Sim a garé sa décapotable rouge contre le mur du square Scipion, dans le Ve arrondissement. Un petit gros frappe le véhicule avec sa pelle, démolit un phare. Deux géantes apparaissent presque en même temps. L'une d'elles prend le saboteur et lui flanque une bonne fessée. L'autre embrasse Sim qui pleure à chaudes larmes... C'est sa maman. Fin du premier flash-back. Sim a six ans. C'est encore le "petit Simon".

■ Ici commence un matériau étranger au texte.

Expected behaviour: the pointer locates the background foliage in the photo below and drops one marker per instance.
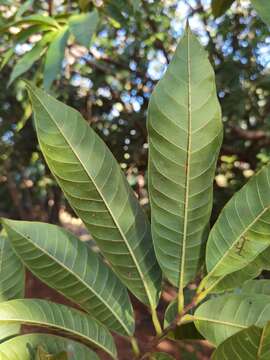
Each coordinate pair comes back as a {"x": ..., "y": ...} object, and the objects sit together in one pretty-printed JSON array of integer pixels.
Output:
[{"x": 110, "y": 82}]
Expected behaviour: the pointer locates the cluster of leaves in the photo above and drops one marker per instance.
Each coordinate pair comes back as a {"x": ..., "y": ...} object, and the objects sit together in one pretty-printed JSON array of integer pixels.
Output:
[
  {"x": 107, "y": 81},
  {"x": 229, "y": 308}
]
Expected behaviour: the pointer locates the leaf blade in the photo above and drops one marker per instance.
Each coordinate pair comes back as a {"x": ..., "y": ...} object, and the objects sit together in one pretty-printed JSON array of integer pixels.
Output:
[
  {"x": 221, "y": 317},
  {"x": 83, "y": 26},
  {"x": 55, "y": 56},
  {"x": 121, "y": 231},
  {"x": 49, "y": 314},
  {"x": 242, "y": 231},
  {"x": 177, "y": 135},
  {"x": 66, "y": 257},
  {"x": 21, "y": 347}
]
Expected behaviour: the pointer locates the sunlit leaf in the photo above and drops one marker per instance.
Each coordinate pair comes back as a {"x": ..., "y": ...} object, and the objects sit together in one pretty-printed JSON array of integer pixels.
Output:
[
  {"x": 68, "y": 265},
  {"x": 64, "y": 318},
  {"x": 54, "y": 57},
  {"x": 185, "y": 132},
  {"x": 242, "y": 230},
  {"x": 83, "y": 26},
  {"x": 223, "y": 316},
  {"x": 12, "y": 281},
  {"x": 249, "y": 344},
  {"x": 99, "y": 193}
]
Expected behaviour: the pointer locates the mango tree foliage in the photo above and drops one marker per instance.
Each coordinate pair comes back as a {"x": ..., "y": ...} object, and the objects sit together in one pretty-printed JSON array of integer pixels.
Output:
[{"x": 185, "y": 133}]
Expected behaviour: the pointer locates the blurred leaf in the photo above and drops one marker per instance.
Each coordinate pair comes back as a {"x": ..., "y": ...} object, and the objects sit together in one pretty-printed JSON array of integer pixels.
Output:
[
  {"x": 5, "y": 59},
  {"x": 249, "y": 344},
  {"x": 83, "y": 26},
  {"x": 24, "y": 347},
  {"x": 61, "y": 254},
  {"x": 219, "y": 7},
  {"x": 263, "y": 9},
  {"x": 54, "y": 57},
  {"x": 223, "y": 316},
  {"x": 251, "y": 271},
  {"x": 160, "y": 356},
  {"x": 12, "y": 281},
  {"x": 27, "y": 60},
  {"x": 46, "y": 313},
  {"x": 24, "y": 7}
]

Aujourd'hui, il se souvient, assis sur un banc du même square Scipion. Il y est revenu par hasard, après une absence de soixante ans. Il n'avait jamais revu ce coin de Paris un peu provincial où il vécut une partie de son enfance. Maintenant, le passé remonte, aidé par la présence d'un vieil homme, Vincent Terrien. Le père de celui-ci avait un café, rue du Fer-à-Moulin.

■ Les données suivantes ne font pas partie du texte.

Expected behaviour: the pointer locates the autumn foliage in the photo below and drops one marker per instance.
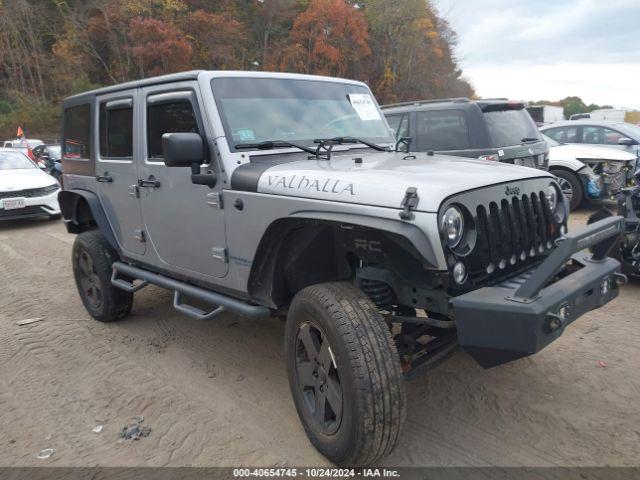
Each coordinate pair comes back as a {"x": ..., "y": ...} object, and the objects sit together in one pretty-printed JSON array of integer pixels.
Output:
[{"x": 53, "y": 48}]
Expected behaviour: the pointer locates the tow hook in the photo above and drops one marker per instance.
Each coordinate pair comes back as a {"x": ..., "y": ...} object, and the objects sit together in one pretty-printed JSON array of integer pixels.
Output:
[
  {"x": 621, "y": 278},
  {"x": 556, "y": 320}
]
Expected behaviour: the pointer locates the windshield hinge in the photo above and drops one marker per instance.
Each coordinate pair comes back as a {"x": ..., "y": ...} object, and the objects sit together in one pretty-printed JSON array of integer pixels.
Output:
[{"x": 409, "y": 203}]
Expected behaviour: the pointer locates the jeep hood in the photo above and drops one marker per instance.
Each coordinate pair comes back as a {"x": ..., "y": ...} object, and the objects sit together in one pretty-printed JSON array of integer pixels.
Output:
[{"x": 383, "y": 178}]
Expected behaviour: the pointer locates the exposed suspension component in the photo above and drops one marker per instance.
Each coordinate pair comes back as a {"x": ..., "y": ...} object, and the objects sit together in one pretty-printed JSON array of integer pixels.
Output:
[{"x": 379, "y": 292}]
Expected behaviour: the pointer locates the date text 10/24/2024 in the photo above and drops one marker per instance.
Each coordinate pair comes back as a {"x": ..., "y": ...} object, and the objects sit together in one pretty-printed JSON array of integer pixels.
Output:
[{"x": 316, "y": 472}]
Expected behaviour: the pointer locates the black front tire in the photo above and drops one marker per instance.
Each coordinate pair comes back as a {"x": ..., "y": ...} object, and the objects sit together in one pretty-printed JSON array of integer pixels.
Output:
[
  {"x": 92, "y": 258},
  {"x": 569, "y": 182},
  {"x": 362, "y": 365}
]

A partir de cette rencontre, en bavardant avec ce témoins, Sim va et vient dans le temps. A mesure qu'il s'immerge dans ses jeunes années, il s'éloigne des tracasseries d'aujourd'hui, de la rançon de la gloire, pour replonger à la source fraîche de son existence.
Il enlève son masque de clown, renonce aux grimaces, aux facéties, pour retrouver la graine d'homme qu'il fut. Ses vacances en Bretagne, la patinette, la mercerie, l'église Saint-Médard, le caniche du bazar, il y a tout ça dans ses souvenirs. Des riens, des trésors grâce auxquels un Sim inconnu se découvre à nous, drôle et tendre.